For once Delaney did not fight as she was buckled into her car seat. She was uncharacteristically quiet as I lit into her, babbling about consequences and limits and privileges. I realized that much of this was over Delaney’s head, but maybe venting would calm me down enough to come up with a plan. I raged all the way to the Target parking lot, finally winding down as I unbuckled Delaney.
“Mommy?”
“Yes. What?”
In a tiny voice: “Are we still in love?”
I looked at Delaney. Her fat cheeks were drooping with guilt and fear, and her great big eyes blinked, dislodging two perfect diamonds of tears. Her little shoulders shook as she fought not to cry. Finally unable to hold it back, she buried her face in her small hands and tried to stifle her sobs.
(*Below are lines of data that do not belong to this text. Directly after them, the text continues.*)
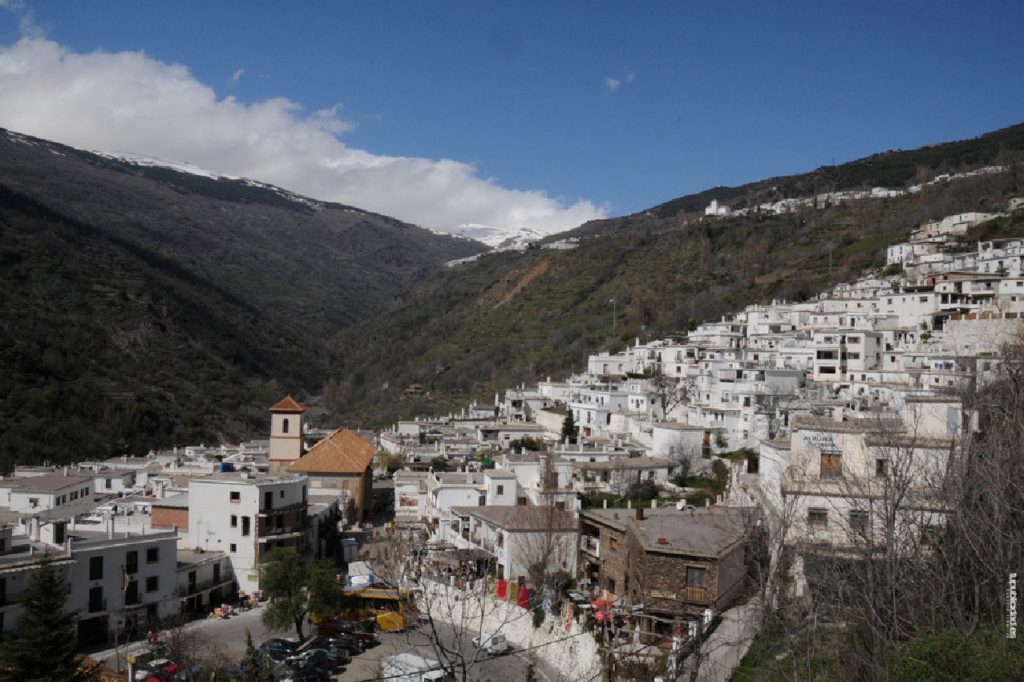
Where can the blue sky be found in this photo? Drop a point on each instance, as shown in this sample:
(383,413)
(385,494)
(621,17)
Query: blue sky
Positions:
(523,113)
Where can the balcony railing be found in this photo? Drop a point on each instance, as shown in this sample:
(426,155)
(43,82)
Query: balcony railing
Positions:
(696,594)
(591,545)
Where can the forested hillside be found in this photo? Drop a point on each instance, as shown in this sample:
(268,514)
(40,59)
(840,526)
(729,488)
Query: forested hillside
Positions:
(513,317)
(141,306)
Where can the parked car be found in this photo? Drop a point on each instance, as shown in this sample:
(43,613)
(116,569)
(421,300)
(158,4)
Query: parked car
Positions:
(350,628)
(342,653)
(318,656)
(492,642)
(346,642)
(302,670)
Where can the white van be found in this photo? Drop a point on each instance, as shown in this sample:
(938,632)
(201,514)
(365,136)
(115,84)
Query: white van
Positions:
(492,642)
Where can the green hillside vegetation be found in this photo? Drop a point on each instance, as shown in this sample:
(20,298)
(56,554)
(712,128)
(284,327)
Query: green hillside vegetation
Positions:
(142,307)
(513,317)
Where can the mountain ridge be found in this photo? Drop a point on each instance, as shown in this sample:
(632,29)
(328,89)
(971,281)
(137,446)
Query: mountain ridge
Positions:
(144,307)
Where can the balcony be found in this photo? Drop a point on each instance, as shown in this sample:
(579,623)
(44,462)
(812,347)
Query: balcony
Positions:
(696,594)
(591,545)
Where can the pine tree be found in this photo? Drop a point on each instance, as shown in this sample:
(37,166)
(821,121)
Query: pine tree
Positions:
(568,427)
(42,645)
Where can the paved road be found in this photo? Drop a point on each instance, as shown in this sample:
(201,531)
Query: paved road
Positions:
(227,638)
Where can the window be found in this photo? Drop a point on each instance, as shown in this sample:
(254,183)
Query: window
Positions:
(95,599)
(832,465)
(131,594)
(858,521)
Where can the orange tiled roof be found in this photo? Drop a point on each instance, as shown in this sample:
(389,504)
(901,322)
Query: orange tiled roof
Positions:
(342,452)
(288,403)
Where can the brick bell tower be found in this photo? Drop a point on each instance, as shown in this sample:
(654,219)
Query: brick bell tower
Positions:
(286,433)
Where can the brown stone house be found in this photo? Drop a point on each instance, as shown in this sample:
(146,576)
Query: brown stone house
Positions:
(676,563)
(343,460)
My irritation melted. A penitent toddler could conquer the hardest heart. I scooped Delaney up, letting my littlest child bury her wet face in my chest. Chubby arms and legs wound themselves around my torso.
“I’m sorry, darling honey. I’m sorry,” cried Delaney. “I didn’t meant to do it!”
“It’s okay, baby,” I said, stroking her heaving little back. “We are still in love.”
—
Seven o’clock in the morning was a ridiculous hour to have a conversation with anyone, at least in my opinion, but it qualified as late morning for Emma. She arrived at work by six most days, but she had negotiated a late start on Tuesdays. She also received two days off every other week, which for her meant an unprecedented amount of leisure time. But then again, Emma has always been a workaholic, so I wasn’t even sure she appreciated it.
I was an early riser too, but not by choice. A few years back, one of my female partners and I had managed to achieve a utopian ideal never before seen in my old-school, male-dominated cardiology practice: job sharing. During the three days a week I worked, I sometimes started early: at least once a week, I needed to be in the OR myself to perform echocardiograms on the little congenital heart patients. And of course, on my two days “off,” I often awoke even earlier to find myself wedged to the edge of the bed by a highly energetic twenty-five-pound intruder who’d crept in during the night. Even though I was amped to find out what Emma had discovered about Nick, I couldn’t suppress a yawn.